Consortium 2012

 

Plants are one of Earth’s greatest resources. They are sources of food, medicines and materials with vast economic and cultural importance. They stabilize ecosystems and form the habitats that sustain the planet’s animal life. They are also threatened by climate change, environmental factors and human interaction. There are an estimated 400,000 species of vascular plants on Earth, with some 10 percent more yet to be discovered. These plants, both known and unknown may hold answers to some of the world’s health, social and economic problems. A full inventory of plant life is vital if their full potential is to be realized before many of these species, and the possibilities they offer, become extinct.

In 2002, the United Nations (U.N.) Convention on Biological Diversity adopted a Global Strategy for Plant Conservation (GSPC). This was subsequently updated in 2010 with the aim of halting the loss of plant species worldwide by 2020. The U.N. Convention on Biological Diversity is the most widely supported international environmental agreement and involves most of the world’s governments. The updated GSPC includes 16 targets to be achieved by the year 2020; Target One of the GSPC states the need for “An online flora of all known plants.”

Responding to this 2020 target, in early 2012 four of the world’s leading plant science institutions agreed to collaborate to support the development of the World Flora Online. The Missouri Botanical Garden, The New York Botanical Garden, the Royal Botanic Garden Edinburgh and the Royal Botanic Gardens, Kew signed a Memorandum of Understanding detailing their intent to work together to spearhead the development of a World Flora Online. They will be joined in this work by a large number of other botanical institutions worldwide collaborating to deliver this vital new initiative to support conservation and sustainable management of the world’s plant resources.

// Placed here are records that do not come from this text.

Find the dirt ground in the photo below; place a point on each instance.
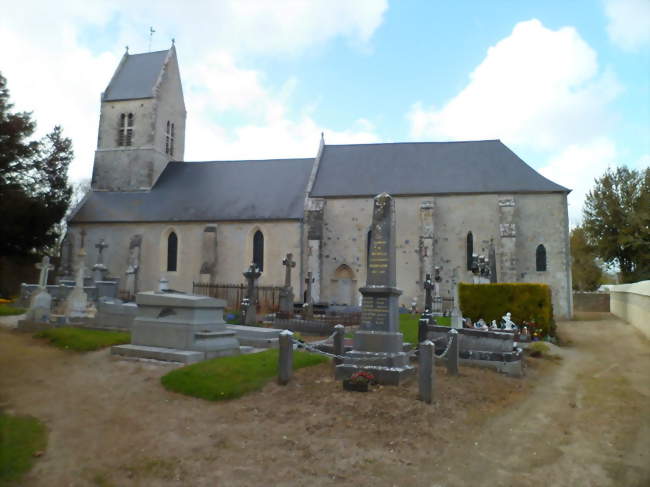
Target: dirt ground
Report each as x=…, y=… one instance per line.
x=583, y=420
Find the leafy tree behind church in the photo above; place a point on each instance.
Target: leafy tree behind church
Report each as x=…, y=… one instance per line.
x=34, y=190
x=586, y=274
x=617, y=221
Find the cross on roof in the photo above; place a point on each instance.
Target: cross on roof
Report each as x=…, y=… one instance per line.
x=45, y=267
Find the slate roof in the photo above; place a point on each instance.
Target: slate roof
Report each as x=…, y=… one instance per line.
x=136, y=77
x=208, y=191
x=426, y=168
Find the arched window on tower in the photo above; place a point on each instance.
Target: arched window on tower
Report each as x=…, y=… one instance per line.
x=258, y=250
x=125, y=131
x=470, y=250
x=172, y=252
x=540, y=258
x=368, y=248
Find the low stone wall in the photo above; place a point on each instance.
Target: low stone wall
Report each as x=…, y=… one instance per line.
x=309, y=327
x=591, y=302
x=631, y=302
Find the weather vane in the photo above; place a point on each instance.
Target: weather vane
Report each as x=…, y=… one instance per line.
x=151, y=33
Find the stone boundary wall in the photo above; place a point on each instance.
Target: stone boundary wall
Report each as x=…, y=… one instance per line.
x=583, y=301
x=631, y=302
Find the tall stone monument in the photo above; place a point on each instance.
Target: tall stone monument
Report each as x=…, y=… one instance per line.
x=378, y=344
x=40, y=303
x=77, y=301
x=308, y=305
x=250, y=307
x=286, y=293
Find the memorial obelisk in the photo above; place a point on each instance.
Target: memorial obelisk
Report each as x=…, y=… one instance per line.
x=378, y=344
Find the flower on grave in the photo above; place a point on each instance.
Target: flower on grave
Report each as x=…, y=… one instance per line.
x=362, y=377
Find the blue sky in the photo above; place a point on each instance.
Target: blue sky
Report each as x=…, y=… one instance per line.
x=566, y=85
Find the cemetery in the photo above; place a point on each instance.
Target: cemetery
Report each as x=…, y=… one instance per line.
x=278, y=378
x=383, y=313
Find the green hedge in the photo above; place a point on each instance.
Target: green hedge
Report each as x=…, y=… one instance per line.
x=526, y=302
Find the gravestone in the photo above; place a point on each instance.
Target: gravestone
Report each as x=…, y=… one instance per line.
x=67, y=257
x=378, y=344
x=77, y=301
x=428, y=298
x=179, y=328
x=133, y=265
x=308, y=306
x=286, y=293
x=40, y=303
x=456, y=315
x=252, y=274
x=99, y=269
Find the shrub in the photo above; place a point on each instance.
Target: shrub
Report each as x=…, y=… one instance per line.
x=527, y=302
x=7, y=310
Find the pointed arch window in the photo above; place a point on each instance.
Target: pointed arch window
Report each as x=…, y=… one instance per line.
x=169, y=138
x=258, y=250
x=172, y=252
x=470, y=250
x=368, y=248
x=540, y=258
x=125, y=131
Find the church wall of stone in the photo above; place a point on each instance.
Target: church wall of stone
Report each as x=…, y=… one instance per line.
x=347, y=221
x=543, y=219
x=234, y=251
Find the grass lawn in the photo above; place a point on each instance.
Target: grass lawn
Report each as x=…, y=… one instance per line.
x=408, y=325
x=6, y=310
x=20, y=438
x=232, y=377
x=82, y=339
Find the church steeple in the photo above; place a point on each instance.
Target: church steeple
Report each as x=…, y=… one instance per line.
x=142, y=122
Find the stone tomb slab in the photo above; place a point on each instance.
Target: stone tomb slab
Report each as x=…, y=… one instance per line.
x=180, y=322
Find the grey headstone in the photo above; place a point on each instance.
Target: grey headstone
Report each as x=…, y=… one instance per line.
x=285, y=366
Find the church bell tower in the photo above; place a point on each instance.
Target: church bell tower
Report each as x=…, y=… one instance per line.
x=141, y=123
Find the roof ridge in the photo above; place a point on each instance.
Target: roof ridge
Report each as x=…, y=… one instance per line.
x=414, y=143
x=236, y=161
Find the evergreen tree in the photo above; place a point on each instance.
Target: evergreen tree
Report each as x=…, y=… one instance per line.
x=617, y=221
x=34, y=192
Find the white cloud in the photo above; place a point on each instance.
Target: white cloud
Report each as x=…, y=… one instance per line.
x=577, y=167
x=629, y=23
x=58, y=68
x=537, y=87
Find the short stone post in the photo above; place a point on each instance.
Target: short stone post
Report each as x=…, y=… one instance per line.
x=452, y=353
x=285, y=368
x=423, y=324
x=339, y=348
x=426, y=372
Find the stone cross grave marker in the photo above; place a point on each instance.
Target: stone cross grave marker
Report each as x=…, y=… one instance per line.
x=45, y=267
x=286, y=293
x=252, y=274
x=308, y=307
x=378, y=344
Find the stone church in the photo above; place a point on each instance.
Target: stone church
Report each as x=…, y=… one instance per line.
x=207, y=221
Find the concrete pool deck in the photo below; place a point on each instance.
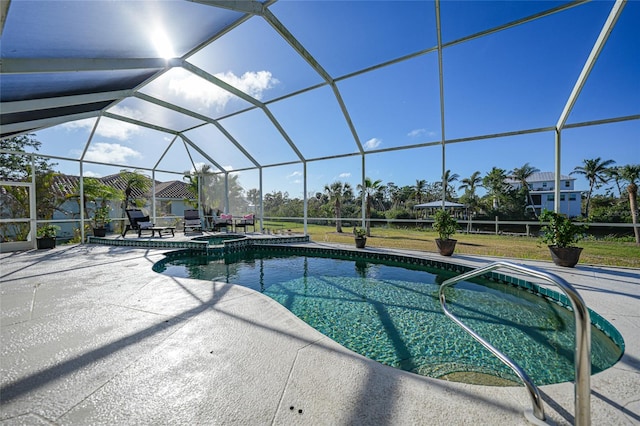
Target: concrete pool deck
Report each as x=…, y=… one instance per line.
x=91, y=335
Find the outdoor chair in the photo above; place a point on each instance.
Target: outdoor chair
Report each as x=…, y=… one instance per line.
x=246, y=221
x=138, y=221
x=192, y=220
x=223, y=221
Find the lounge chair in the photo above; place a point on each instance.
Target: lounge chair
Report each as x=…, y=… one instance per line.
x=223, y=221
x=138, y=221
x=192, y=220
x=246, y=221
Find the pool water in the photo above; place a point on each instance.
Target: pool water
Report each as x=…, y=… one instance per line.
x=393, y=315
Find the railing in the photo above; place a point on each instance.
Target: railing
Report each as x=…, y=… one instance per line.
x=582, y=357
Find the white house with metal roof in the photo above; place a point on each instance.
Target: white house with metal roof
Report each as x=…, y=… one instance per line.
x=542, y=190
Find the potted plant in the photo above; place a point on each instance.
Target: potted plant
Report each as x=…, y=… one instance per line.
x=100, y=220
x=46, y=236
x=560, y=235
x=445, y=225
x=360, y=235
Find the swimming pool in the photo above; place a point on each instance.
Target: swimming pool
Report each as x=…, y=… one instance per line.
x=392, y=314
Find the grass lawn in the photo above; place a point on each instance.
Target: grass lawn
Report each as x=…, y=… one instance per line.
x=610, y=253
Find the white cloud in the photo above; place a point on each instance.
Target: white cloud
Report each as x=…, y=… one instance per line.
x=209, y=95
x=110, y=153
x=372, y=143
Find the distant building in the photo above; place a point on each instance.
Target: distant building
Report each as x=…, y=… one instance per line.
x=542, y=190
x=171, y=200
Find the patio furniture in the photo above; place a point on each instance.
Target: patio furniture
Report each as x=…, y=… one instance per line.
x=138, y=221
x=245, y=221
x=159, y=230
x=223, y=221
x=192, y=220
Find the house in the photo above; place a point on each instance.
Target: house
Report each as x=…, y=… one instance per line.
x=171, y=198
x=542, y=190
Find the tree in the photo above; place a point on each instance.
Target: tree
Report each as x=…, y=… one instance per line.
x=197, y=186
x=19, y=167
x=495, y=184
x=337, y=193
x=595, y=171
x=368, y=190
x=614, y=174
x=134, y=183
x=521, y=174
x=419, y=190
x=631, y=174
x=469, y=185
x=447, y=180
x=253, y=196
x=97, y=193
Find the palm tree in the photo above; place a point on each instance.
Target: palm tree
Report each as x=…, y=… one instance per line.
x=338, y=192
x=595, y=171
x=369, y=189
x=447, y=180
x=521, y=174
x=134, y=182
x=613, y=173
x=494, y=181
x=469, y=185
x=419, y=190
x=631, y=174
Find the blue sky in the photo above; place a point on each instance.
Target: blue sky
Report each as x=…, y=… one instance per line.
x=516, y=79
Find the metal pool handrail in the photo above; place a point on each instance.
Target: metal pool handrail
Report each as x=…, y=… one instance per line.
x=582, y=358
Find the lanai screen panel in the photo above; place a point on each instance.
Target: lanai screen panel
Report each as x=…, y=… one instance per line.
x=256, y=60
x=339, y=78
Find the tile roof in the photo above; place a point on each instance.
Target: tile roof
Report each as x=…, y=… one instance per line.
x=66, y=185
x=173, y=189
x=542, y=177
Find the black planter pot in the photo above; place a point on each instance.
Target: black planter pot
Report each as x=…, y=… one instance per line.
x=565, y=256
x=446, y=247
x=45, y=243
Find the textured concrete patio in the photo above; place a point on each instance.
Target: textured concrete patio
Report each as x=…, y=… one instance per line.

The Missouri Botanical Garden is at the forefront of the urgent struggle to discover, understand and conserve the world’s botanical diversity as species and habitats rapidly diminish. With scientists working in 35 countries on six continents around the globe, the Missouri Botanical Garden has one of the three largest plant science programs in the world and a mission “to discover and share knowledge about plants and their environment in order to preserve and enrich life.”